On raconte que j’ai été élevé sur cette montagne, sèche, rocailleuse et aride, autour d’une sorte de grotte difficile d’accès. C’est en tout cas ce que croient les prêts à tout, surtout à clamer haut et fort qu’ils ont gravi le millier de mètres de la « Zas mountain », en suivant un sentier de cailloux sous un soleil de plomb. Les autochtones les regardent d’un œil atone, incrédule ou malicieux selon leur degré de proximité avec cette nature qui les entoure. Les moutons et les chèvres n’en croient pas leurs oreilles et continuent leur propre cheminement le long des murets en pierre, bâtis par leurs bergers et qui font comme des guirlandes accrochées au flanc des collines, comme un immense canevas vert et ocre.
 Moi, je me garde bien d’émettre le moindre avis. Avec ou sans eux, je m’étire le long des versants ensoleillés, je les parcoure en tout sens, reniflant les dos des bêtes à corne ou à laine. Je me laisse guider par les papillons, je regarde détaler les lapereaux à chaque son de cloche. Je redécouvre chaque jour toutes les sentes qui pourtant m’ont vu grandir, je continue à chercher en vain le moindre méandre de ru minuscule ou invisible.
Je sais que les richesses de cette montagne sont souterraines et indestructibles, même s’il suffirait de peu pour que cette terre redevienne désertique, abandonnée, dépeuplée. C’est déjà ce qui est arrivé il y a quelques milliers d’années, bien après la disparition d’Ariane et de ses rires enfantins, lorsqu’elle faisait semblant d’être effarouchée par les assiduités de ce grand vagabond brun. 

Barbu bouclé, mon deux fois fils, voyageur infatigable et amoureux, qui a réussi à lui faire oublier cet autre prêt à tout, surtout à repartir encore à la conquête d’autre chose, plus loin. Le barbu a emporté Ariane et avec elle la joie de vivre de cette île. La joie de vivre, une des seules choses que les humains consentent encore à concéder au grand barbu bouclé, lorsqu’ils s’enivrent à sa gloire. Pour moi et tous les autres, il ne reste que pierres, ruines et oubli.
Je reviens donc sans cesse à cette île et sa montagne dont j’ai la nostalgie. Trop sans doute. Mais le reste du monde n’est que bruit et fureur, que je ne comprends plus. Les terres voisines sont secouées de tremblements, qui proviennent du sol même, ou, bien plus souvent, des humains qui les peuplent. Les conquêtes ne se font pas dans la douceur. Alors qu’ici tout est calme, loin des morceaux de bravoure, inutiles, vains et trop souvent mortels.
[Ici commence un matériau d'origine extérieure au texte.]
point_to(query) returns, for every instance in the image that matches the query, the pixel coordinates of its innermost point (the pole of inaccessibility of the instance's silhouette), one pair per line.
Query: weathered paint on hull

Je m’y ressource, sans nul besoin de vraies sources jaillissantes et limpides, qui ne sont plus ici que des souvenirs.
Aujourd’hui il fait chaud sur cette terre désolée. Les humains grimpeurs sont peu nombreux, halètent et cheminent lentement. Ils se ressemblent tous, vus de haut. On dirait presque des chèvres, en file indienne, qui courent le long des murets de pierre ancestraux. Mais ils filent moins vite et n’ont plus besoin de berger. Celui-ci, pourtant, paraît différent. Sa démarche est légère, son sac, s’il existe, ne paraît pas pesant. Sa tête tourne gracieusement de part et d’autre du sentier, sans hâte, comme on se promène sans but bien défini, à part celui, justement, de se promener. Un peu comme je le fais si souvent lorsque je suis ici. Je m’arrête un instant pour l’observer. Ce frêle humain est une femme. Elle porte bien un sac mais il semble si léger qu’on dirait bien qu’elle ne porte rien. Elle ne va pas aussi vite que les autres et semble déjà connaître ce sentier. Pourtant, je ne me rappelle pas l’avoir jamais vue. Intrigué, je continue à surveiller ses faits et gestes. On dirait une fleur, plutôt un insecte butineur. Elle aussi observe. M’observe ? Mais non, elle ne peut avoir conscience de ma présence. Elle ne peut même pas y penser. Elle a l’air décidé, sans que cela ait l’air important. Va t’elle grimper tout en haut ? Non, ce n’est pas son but. Elle s’arrête quelques centaines de mètres avant, dans la seule oasis de ce tumulte en feu : un grand arbre feuillu et branchu qui répand une ombre bienfaisante, sinon rafraîchissante. Peu lui importe. Elle sort de son sac trois grands livres et les installe ouverts sur des roches. L’aspect léger du sac n’était qu’un leurre, ces volumes sont de véritables encyclopédies ambulantes. Elle sort du sac d'autres ustensiles encore : loupes, pinces, carnet de croquis, crayons et pages blanches. Je suis subjugué. Posément, elle prélève délicatement les quelques spécimen de la flore qui réussit à subsister maigrement dans cette ombre chaude. Elle les observe de ses yeux clairs, à la loupe, note quelques mots, vérifie des définitions, fait des comparaisons avec les illustrations des encyclopédies, écrit enfin des commentaires dans son carnet. Tout cela dans un calme impressionnant. Elle est tout à son travail, sa passion. Je ne sais même pas si elle a emporté de l’eau pour se désaltérer.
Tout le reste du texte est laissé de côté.